Goals are important. They are how you turn dreams into reality, breaking down the ephemeral into manageable tasks.
But I set my goals a little too aggressively in March.
Sometimes, when you are so focused on achieving something, you can forget other obligations.
I released a book in early April. You can check it out here. It was the culmination of a lifetime goal.
I started writing my first novel when I was ten. I still remember the teal blue spiral notebook that housed that first book. I had planned to publish it before I was twelve, because I was awesome.
How I wish I had the confidence now I had then!
As excited as I was to release this book out into the wild (and nervous), it was a lot of work. On top of that, I was trying to write 1.5k words a day on a new WIP, work a demanding full time job, and be a parent and spouse.
Yeah, some things fell down.
I will never be Mom of the Year, but I could’ve been a lot a better.
I will never be a perfect wife. Ever.
I will never be tracked as a “superstar” where I work. I just won’t put in enough hours, which is interesting when I think of all of the hours I’ve poured into writing novels.
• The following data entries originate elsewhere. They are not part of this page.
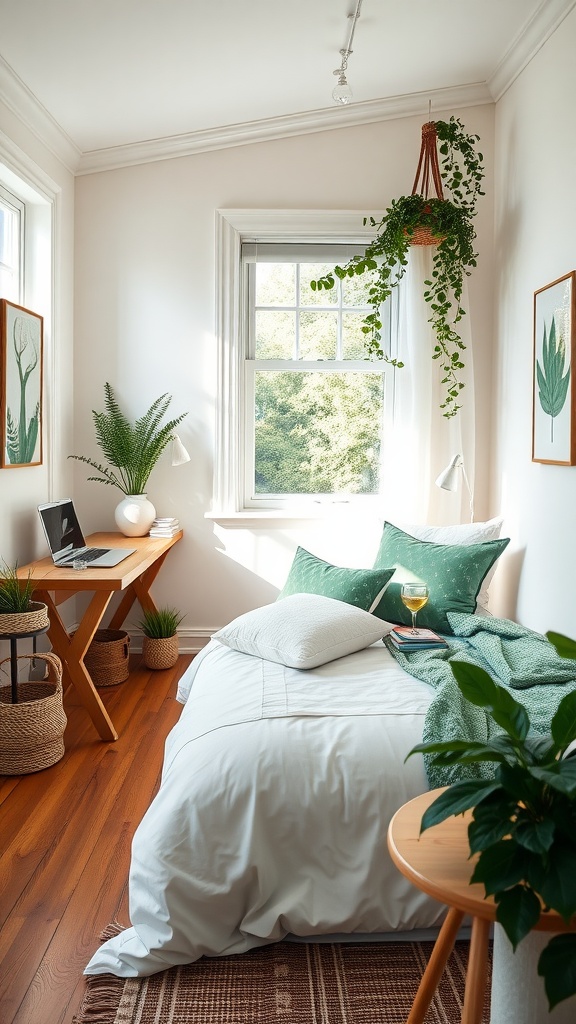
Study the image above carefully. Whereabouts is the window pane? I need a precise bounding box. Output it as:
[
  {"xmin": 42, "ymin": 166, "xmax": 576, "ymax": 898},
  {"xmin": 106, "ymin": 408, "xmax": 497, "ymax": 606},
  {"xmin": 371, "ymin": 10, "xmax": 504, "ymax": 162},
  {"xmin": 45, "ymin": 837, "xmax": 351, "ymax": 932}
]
[
  {"xmin": 342, "ymin": 272, "xmax": 372, "ymax": 307},
  {"xmin": 255, "ymin": 310, "xmax": 296, "ymax": 359},
  {"xmin": 0, "ymin": 195, "xmax": 20, "ymax": 302},
  {"xmin": 256, "ymin": 263, "xmax": 296, "ymax": 306},
  {"xmin": 299, "ymin": 309, "xmax": 338, "ymax": 359},
  {"xmin": 254, "ymin": 371, "xmax": 383, "ymax": 496},
  {"xmin": 300, "ymin": 263, "xmax": 338, "ymax": 306}
]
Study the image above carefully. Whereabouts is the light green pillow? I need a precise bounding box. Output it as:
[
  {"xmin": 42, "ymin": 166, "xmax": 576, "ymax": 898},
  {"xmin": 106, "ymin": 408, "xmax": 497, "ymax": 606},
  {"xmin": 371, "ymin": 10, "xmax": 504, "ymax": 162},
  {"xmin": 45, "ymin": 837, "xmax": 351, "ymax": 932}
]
[
  {"xmin": 278, "ymin": 548, "xmax": 395, "ymax": 617},
  {"xmin": 373, "ymin": 522, "xmax": 509, "ymax": 633}
]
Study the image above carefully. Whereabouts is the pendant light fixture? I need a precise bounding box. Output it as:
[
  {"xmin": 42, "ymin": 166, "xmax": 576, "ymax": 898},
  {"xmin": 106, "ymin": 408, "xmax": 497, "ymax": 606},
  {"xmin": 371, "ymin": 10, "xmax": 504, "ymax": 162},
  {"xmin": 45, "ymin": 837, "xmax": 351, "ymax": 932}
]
[{"xmin": 332, "ymin": 0, "xmax": 363, "ymax": 105}]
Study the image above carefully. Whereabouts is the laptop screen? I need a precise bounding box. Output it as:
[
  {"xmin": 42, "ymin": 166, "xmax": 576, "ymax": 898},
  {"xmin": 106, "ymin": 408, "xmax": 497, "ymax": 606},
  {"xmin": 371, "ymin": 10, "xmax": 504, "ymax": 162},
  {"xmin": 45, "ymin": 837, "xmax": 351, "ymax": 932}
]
[{"xmin": 38, "ymin": 498, "xmax": 86, "ymax": 558}]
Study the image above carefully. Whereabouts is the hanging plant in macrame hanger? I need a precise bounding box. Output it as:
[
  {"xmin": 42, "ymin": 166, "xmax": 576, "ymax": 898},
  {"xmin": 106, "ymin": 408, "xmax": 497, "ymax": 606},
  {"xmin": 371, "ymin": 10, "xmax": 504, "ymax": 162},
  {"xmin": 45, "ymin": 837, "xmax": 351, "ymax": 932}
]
[{"xmin": 312, "ymin": 117, "xmax": 484, "ymax": 418}]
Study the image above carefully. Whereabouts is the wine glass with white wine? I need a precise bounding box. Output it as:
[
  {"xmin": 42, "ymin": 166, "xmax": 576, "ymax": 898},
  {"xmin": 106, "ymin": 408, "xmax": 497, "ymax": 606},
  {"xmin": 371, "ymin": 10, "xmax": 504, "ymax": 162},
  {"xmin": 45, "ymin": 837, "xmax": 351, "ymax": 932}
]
[{"xmin": 400, "ymin": 583, "xmax": 428, "ymax": 634}]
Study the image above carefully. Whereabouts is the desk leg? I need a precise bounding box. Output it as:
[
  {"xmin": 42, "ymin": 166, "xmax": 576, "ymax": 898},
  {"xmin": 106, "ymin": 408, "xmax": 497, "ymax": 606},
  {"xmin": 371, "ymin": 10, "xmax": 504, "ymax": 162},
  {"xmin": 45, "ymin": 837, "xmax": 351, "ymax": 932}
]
[
  {"xmin": 36, "ymin": 591, "xmax": 118, "ymax": 739},
  {"xmin": 462, "ymin": 918, "xmax": 490, "ymax": 1024},
  {"xmin": 406, "ymin": 906, "xmax": 464, "ymax": 1024},
  {"xmin": 110, "ymin": 548, "xmax": 172, "ymax": 630}
]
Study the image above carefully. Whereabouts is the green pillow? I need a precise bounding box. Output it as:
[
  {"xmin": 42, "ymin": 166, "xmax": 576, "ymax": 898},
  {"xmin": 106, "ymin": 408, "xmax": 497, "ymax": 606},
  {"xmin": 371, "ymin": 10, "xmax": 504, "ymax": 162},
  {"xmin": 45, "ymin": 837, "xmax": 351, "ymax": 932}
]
[
  {"xmin": 278, "ymin": 548, "xmax": 395, "ymax": 611},
  {"xmin": 373, "ymin": 522, "xmax": 509, "ymax": 633}
]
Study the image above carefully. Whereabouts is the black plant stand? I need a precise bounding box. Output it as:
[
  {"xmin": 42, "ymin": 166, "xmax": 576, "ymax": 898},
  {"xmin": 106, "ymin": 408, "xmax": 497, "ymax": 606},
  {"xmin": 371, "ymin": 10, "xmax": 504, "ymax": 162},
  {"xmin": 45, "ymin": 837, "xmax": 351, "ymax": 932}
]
[{"xmin": 0, "ymin": 626, "xmax": 49, "ymax": 703}]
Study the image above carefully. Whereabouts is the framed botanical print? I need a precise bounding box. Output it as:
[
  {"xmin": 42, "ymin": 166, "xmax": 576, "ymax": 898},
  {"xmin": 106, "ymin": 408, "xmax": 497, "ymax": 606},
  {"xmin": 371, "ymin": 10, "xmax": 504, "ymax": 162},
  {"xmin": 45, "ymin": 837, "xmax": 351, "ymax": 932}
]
[
  {"xmin": 0, "ymin": 299, "xmax": 44, "ymax": 469},
  {"xmin": 532, "ymin": 270, "xmax": 576, "ymax": 466}
]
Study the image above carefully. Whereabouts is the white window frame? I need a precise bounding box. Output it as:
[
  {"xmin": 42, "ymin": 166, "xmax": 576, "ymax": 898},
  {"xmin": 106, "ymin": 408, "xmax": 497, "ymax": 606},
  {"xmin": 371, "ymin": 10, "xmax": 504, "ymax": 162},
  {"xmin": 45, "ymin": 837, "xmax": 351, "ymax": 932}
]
[
  {"xmin": 208, "ymin": 210, "xmax": 387, "ymax": 524},
  {"xmin": 0, "ymin": 182, "xmax": 26, "ymax": 305}
]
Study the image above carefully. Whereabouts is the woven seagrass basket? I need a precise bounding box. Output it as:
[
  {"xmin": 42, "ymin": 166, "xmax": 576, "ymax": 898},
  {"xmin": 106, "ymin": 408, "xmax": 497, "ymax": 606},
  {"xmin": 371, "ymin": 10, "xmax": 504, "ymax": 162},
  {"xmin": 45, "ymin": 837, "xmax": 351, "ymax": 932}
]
[
  {"xmin": 142, "ymin": 633, "xmax": 178, "ymax": 669},
  {"xmin": 84, "ymin": 630, "xmax": 130, "ymax": 686},
  {"xmin": 0, "ymin": 601, "xmax": 50, "ymax": 636},
  {"xmin": 406, "ymin": 224, "xmax": 446, "ymax": 246},
  {"xmin": 0, "ymin": 653, "xmax": 67, "ymax": 775}
]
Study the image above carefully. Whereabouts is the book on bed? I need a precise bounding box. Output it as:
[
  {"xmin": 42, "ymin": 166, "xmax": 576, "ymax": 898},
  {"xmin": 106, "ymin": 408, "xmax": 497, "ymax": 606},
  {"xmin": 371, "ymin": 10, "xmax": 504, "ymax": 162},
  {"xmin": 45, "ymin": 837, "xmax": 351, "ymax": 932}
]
[{"xmin": 388, "ymin": 626, "xmax": 448, "ymax": 650}]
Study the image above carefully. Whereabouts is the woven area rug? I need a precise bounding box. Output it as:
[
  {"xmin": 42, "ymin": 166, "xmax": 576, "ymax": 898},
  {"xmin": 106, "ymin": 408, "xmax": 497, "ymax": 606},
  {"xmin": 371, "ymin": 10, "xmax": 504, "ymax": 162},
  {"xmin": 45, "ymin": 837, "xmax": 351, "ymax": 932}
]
[{"xmin": 75, "ymin": 942, "xmax": 490, "ymax": 1024}]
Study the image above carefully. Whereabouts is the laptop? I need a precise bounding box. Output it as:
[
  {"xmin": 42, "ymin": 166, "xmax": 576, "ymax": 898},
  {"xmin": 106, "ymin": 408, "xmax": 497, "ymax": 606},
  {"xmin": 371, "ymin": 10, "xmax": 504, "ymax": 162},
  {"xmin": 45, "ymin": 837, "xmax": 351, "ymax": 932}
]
[{"xmin": 38, "ymin": 498, "xmax": 136, "ymax": 568}]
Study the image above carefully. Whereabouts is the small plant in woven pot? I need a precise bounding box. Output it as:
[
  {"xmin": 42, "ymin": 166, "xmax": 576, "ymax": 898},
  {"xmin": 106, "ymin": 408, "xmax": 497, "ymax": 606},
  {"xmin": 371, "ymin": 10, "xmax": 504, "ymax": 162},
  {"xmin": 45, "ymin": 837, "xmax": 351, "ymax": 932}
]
[
  {"xmin": 0, "ymin": 653, "xmax": 67, "ymax": 775},
  {"xmin": 139, "ymin": 608, "xmax": 183, "ymax": 669},
  {"xmin": 0, "ymin": 562, "xmax": 49, "ymax": 636}
]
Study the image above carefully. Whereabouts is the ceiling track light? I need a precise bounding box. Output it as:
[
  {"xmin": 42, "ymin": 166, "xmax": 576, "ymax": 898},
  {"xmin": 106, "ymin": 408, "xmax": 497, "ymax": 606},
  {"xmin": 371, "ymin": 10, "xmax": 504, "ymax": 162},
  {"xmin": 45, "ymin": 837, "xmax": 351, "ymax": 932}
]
[{"xmin": 332, "ymin": 0, "xmax": 363, "ymax": 104}]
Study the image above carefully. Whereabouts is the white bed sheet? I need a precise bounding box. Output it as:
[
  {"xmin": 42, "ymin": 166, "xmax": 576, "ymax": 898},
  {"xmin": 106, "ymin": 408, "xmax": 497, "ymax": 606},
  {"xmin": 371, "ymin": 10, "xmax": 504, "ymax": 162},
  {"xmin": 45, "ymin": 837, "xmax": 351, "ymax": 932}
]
[{"xmin": 85, "ymin": 641, "xmax": 444, "ymax": 977}]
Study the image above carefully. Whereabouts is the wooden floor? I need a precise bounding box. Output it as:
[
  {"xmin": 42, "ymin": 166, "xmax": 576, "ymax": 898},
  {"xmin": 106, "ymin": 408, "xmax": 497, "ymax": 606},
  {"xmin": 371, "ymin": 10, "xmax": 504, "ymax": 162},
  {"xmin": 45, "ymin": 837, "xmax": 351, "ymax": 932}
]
[{"xmin": 0, "ymin": 655, "xmax": 191, "ymax": 1024}]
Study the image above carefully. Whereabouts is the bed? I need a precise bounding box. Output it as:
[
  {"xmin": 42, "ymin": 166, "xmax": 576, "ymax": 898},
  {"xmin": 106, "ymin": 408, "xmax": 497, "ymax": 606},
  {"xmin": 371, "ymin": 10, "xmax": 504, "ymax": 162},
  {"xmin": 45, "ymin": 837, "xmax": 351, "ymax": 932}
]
[
  {"xmin": 86, "ymin": 610, "xmax": 443, "ymax": 977},
  {"xmin": 85, "ymin": 524, "xmax": 522, "ymax": 977}
]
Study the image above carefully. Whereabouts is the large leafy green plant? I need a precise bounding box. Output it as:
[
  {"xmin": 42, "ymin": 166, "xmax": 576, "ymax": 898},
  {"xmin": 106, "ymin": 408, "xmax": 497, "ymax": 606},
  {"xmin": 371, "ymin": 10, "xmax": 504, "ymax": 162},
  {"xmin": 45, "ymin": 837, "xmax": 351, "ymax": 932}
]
[
  {"xmin": 408, "ymin": 633, "xmax": 576, "ymax": 1010},
  {"xmin": 312, "ymin": 117, "xmax": 484, "ymax": 418},
  {"xmin": 69, "ymin": 383, "xmax": 188, "ymax": 495}
]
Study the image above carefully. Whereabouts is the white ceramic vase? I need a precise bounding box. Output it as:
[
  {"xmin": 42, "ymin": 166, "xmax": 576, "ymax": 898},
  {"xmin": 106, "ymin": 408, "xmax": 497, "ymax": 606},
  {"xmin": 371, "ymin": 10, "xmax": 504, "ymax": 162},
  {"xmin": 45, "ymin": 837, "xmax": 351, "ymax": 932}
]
[
  {"xmin": 490, "ymin": 924, "xmax": 576, "ymax": 1024},
  {"xmin": 114, "ymin": 495, "xmax": 156, "ymax": 537}
]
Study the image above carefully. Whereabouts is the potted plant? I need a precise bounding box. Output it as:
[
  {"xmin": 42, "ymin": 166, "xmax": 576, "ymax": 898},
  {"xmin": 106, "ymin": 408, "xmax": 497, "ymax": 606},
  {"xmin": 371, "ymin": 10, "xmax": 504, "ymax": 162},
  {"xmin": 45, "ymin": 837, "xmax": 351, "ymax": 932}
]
[
  {"xmin": 408, "ymin": 633, "xmax": 576, "ymax": 1010},
  {"xmin": 138, "ymin": 608, "xmax": 183, "ymax": 669},
  {"xmin": 69, "ymin": 382, "xmax": 188, "ymax": 537},
  {"xmin": 0, "ymin": 562, "xmax": 67, "ymax": 775},
  {"xmin": 0, "ymin": 562, "xmax": 49, "ymax": 636},
  {"xmin": 312, "ymin": 117, "xmax": 484, "ymax": 418}
]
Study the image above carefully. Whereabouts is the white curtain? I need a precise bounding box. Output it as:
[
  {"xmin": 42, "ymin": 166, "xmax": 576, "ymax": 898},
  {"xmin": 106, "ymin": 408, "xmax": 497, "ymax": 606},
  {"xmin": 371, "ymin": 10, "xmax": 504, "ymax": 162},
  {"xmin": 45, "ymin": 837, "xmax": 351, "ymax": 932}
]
[{"xmin": 381, "ymin": 246, "xmax": 475, "ymax": 525}]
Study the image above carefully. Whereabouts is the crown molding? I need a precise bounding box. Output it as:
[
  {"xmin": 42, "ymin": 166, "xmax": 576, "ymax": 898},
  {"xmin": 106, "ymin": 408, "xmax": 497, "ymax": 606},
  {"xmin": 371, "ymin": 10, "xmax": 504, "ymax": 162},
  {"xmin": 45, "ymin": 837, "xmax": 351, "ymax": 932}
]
[
  {"xmin": 77, "ymin": 81, "xmax": 487, "ymax": 174},
  {"xmin": 0, "ymin": 0, "xmax": 576, "ymax": 180},
  {"xmin": 488, "ymin": 0, "xmax": 576, "ymax": 102},
  {"xmin": 0, "ymin": 56, "xmax": 82, "ymax": 174}
]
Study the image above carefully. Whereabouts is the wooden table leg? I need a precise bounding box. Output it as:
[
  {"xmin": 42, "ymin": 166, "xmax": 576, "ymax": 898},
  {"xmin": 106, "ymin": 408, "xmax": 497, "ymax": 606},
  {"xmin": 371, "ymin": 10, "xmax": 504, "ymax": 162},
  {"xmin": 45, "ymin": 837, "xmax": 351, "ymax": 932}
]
[
  {"xmin": 110, "ymin": 548, "xmax": 171, "ymax": 630},
  {"xmin": 462, "ymin": 918, "xmax": 490, "ymax": 1024},
  {"xmin": 406, "ymin": 906, "xmax": 464, "ymax": 1024},
  {"xmin": 36, "ymin": 590, "xmax": 118, "ymax": 740}
]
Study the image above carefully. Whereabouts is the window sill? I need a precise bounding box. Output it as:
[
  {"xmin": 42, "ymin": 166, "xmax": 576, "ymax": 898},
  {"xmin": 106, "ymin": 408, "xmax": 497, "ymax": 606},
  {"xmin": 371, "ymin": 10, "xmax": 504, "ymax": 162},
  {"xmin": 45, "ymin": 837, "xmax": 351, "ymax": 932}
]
[{"xmin": 204, "ymin": 503, "xmax": 352, "ymax": 529}]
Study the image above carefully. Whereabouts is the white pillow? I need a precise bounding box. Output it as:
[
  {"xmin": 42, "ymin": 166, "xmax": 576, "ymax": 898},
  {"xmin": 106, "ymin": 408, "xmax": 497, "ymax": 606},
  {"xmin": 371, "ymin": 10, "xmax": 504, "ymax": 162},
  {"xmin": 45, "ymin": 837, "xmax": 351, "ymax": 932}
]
[
  {"xmin": 213, "ymin": 594, "xmax": 393, "ymax": 669},
  {"xmin": 398, "ymin": 516, "xmax": 504, "ymax": 611}
]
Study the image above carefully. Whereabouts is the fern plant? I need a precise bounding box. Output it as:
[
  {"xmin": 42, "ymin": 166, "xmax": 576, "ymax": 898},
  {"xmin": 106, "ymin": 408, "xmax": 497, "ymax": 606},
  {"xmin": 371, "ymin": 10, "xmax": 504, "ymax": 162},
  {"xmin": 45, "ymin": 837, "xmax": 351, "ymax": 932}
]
[
  {"xmin": 0, "ymin": 562, "xmax": 34, "ymax": 614},
  {"xmin": 69, "ymin": 382, "xmax": 188, "ymax": 495}
]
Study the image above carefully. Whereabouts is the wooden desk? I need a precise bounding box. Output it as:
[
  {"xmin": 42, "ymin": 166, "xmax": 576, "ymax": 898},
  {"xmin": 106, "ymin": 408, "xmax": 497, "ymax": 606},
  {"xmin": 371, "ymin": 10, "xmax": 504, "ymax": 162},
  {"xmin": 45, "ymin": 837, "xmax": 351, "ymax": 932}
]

But, I do need to figure out a better way to fit writing into my life. I love telling stories, though the act of writing itself is work. Hard work.
But I have this tendency to throw myself fully into whatever I’m doing when what I need is balance.
So, I’m sorting through that at the moment.
I finished a story I think of as Logan and Rita. Catchy title, I know, but it’s a fresh first draft. It’ll get better. I promise.
Now, to put my editing cape back on. And by cape I mean my comfy jammies with the most amazing LL Bean slippers. I need to figure out a pace I can manage with my children, spouse and job.
Not sure what that is yet, but I’m not giving up on my Winter 2018 time frame for How to Love a Duchess.